O bir
pazarcı idi. Yanında çalıştığı kabzımal, yıllar önce sırtına vurduğu yatağı yorganı
ile gelmiş, önce inşaatlarda, sonra da halde hamallık yaparken,
gözünü açıp, hani hikâyelerdeki gibi önce limon – maydanoz, sonra da
sebze-meyve satarak işini yoluna
koymuş, arkasından çoluk çocuğu da taa Anadolu’nun bir doğu şehrinden
toplayıp getirtip yerini - yurdunu sağlama almıştı. İyi kazanan,
haftanın 7 günü 7 ayrı semtin Pazaryerinde sehpası –yeri belli olan paralı biri
olmuştu.
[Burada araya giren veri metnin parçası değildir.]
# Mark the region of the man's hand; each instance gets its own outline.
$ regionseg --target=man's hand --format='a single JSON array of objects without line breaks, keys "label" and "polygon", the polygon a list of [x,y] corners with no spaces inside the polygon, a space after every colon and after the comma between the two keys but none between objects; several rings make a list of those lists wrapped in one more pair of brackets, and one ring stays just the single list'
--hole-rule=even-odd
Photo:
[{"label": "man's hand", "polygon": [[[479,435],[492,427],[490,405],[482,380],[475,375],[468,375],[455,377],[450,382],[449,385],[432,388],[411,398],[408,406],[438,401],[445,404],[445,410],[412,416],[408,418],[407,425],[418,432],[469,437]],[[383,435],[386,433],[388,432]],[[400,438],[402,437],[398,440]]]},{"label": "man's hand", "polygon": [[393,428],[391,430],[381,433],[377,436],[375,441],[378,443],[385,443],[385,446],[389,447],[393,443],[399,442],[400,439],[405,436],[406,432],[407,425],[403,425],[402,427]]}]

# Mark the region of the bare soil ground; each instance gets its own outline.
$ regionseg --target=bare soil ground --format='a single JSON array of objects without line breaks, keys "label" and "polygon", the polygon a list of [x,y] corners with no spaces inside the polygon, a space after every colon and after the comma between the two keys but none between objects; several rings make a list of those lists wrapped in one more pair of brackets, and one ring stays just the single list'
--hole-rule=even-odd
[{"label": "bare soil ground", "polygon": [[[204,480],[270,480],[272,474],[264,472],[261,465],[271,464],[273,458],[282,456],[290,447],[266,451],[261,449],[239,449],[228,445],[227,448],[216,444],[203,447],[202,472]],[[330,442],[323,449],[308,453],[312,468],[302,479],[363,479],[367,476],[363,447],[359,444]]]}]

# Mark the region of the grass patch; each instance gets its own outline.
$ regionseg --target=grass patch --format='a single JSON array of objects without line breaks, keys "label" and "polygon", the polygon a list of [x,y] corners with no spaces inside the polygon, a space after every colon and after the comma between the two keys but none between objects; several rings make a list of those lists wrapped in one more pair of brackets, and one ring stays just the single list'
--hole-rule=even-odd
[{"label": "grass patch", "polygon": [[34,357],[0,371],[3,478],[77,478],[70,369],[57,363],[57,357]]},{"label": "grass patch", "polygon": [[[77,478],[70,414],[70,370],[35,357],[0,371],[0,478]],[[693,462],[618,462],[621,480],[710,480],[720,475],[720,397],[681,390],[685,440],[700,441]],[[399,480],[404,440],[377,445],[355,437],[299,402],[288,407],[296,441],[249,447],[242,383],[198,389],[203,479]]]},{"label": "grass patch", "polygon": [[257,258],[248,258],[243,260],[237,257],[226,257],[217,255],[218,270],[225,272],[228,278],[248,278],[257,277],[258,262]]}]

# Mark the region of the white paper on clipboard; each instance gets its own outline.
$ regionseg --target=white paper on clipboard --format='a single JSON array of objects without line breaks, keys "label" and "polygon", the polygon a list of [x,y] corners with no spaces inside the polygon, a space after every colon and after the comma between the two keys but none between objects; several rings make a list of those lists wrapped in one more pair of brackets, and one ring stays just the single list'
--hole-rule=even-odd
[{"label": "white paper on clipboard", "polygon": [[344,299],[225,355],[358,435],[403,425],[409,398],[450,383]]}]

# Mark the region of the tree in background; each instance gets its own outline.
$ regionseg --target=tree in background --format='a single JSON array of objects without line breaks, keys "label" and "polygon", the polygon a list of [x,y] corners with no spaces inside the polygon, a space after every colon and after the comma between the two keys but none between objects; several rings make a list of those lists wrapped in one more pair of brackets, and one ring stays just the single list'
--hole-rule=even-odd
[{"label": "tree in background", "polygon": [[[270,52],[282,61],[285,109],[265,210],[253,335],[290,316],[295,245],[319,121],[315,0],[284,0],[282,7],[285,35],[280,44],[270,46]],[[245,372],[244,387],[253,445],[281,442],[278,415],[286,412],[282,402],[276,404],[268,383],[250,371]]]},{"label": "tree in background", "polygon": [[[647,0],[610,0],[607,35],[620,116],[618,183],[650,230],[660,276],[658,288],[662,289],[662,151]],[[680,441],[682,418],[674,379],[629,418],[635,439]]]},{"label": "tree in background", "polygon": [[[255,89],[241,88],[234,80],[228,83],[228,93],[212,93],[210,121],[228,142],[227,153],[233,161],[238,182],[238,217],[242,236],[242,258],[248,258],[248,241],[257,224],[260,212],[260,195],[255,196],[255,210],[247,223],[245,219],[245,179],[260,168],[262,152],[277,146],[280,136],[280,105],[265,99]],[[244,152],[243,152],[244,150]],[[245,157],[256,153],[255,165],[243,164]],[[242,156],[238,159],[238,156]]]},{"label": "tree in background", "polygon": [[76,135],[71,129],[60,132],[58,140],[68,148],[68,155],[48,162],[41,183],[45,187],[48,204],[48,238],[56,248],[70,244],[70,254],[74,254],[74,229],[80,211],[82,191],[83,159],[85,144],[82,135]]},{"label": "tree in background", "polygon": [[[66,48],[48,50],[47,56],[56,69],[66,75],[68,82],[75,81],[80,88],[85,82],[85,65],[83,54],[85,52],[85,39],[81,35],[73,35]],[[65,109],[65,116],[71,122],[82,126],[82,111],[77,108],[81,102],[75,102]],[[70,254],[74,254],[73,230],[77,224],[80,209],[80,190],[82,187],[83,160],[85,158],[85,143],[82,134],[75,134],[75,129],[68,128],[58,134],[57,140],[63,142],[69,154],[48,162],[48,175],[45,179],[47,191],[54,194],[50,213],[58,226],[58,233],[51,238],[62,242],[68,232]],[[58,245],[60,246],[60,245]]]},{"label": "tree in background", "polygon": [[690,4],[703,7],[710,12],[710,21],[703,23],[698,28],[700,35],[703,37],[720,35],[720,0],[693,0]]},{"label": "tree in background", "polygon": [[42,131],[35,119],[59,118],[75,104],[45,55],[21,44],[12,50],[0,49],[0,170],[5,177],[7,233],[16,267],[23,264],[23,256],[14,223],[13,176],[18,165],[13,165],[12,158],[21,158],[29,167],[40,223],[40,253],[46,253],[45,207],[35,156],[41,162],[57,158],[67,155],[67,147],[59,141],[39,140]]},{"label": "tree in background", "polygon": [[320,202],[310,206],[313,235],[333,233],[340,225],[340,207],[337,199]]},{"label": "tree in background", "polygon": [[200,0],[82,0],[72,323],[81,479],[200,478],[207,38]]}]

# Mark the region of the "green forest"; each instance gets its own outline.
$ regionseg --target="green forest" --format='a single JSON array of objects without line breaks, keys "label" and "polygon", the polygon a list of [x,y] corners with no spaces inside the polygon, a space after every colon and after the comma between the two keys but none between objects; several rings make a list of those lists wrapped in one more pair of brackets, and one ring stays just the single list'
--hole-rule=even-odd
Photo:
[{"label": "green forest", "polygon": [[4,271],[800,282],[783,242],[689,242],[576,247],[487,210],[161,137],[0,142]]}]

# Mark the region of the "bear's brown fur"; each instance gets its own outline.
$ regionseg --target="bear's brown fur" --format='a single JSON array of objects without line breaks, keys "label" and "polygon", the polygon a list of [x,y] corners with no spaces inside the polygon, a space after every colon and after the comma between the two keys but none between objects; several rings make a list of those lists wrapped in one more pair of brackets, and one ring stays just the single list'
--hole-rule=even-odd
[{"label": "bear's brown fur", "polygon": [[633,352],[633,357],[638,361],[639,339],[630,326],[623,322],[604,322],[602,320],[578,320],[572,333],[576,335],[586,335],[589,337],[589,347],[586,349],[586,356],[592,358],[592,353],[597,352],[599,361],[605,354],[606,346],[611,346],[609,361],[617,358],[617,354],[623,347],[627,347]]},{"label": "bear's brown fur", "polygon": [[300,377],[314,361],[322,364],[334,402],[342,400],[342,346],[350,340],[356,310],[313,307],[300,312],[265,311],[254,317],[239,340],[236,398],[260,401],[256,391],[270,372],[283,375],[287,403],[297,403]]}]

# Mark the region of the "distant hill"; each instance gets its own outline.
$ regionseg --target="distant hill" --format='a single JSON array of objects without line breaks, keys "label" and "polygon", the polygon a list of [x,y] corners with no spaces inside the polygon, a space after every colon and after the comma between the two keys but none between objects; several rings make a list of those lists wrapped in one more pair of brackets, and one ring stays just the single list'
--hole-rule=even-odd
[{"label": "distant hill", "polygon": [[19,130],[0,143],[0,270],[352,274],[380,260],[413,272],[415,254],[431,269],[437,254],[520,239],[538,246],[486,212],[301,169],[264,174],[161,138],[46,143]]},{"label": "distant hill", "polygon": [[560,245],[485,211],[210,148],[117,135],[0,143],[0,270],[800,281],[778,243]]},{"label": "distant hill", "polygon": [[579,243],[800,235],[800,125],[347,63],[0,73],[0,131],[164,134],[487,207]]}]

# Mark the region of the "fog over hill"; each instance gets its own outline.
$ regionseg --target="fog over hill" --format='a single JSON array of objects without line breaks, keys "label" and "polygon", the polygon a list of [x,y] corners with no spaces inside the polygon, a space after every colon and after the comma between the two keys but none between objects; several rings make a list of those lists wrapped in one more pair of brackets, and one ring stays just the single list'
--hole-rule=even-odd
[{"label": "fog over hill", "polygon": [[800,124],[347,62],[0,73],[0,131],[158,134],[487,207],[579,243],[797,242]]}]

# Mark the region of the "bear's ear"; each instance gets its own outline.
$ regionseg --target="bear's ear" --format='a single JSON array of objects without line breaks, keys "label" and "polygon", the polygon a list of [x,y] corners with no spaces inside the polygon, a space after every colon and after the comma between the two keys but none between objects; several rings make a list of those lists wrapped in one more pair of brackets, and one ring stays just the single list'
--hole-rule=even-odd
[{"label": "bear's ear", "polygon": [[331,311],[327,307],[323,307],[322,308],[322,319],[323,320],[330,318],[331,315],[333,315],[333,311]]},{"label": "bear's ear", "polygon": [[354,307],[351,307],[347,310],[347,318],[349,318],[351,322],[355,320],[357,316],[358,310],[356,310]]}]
Çevresindeki diğer birçok pazarcı gibi de hemşeri muhabbeti ve birliğini sağlamış, müşteriyi
azarlamayı, kötü malı iyi malın arasına gizleyip torbalara doldurmayı, para
üstü vermemenin yollarını uygulayan, beğenmediği müşteriyi küçümseyip
gönderen, çevre sehpadaki hemşerileri ile
de kendi aralarında, “müşteri anlamasın diye” Kürtçe
konuşup dalga geçen biri idi bu
kabzımal.
Kendisi Kürt
olmasa da aynı köyden olmanın verdiği yakınlığı kullanarak yanında çıraklık yapıyor, işin nasıl yürütüldüğünü öğreniyordu.
Patronu sayılan ustasına (o’na böyle hitap ediyordu) saygılı, ama dikkatli idi. Kimseye eyvallahı
olmayan bu adam müşteri nasıl
kandırılır, kazıklanır, zaman zaman anlatır, fırsatını yakaladı mı hiç acımadan
da tatbik ederdi. “Çocuk ve yaşlıların parasını alıp, üstünü unutturmak kolay. Çocuk anlamaz. Yaşlı da üsteledi mi” moruk haline bakmadan ne pazara geliyorsun”
diye bağırdın mı
pısar, hele başı yaşmaklı,
akça-pakça kadın gördün mü, hiç acıma. Onlar üstelemez. Ya “Allah’a havale ettim”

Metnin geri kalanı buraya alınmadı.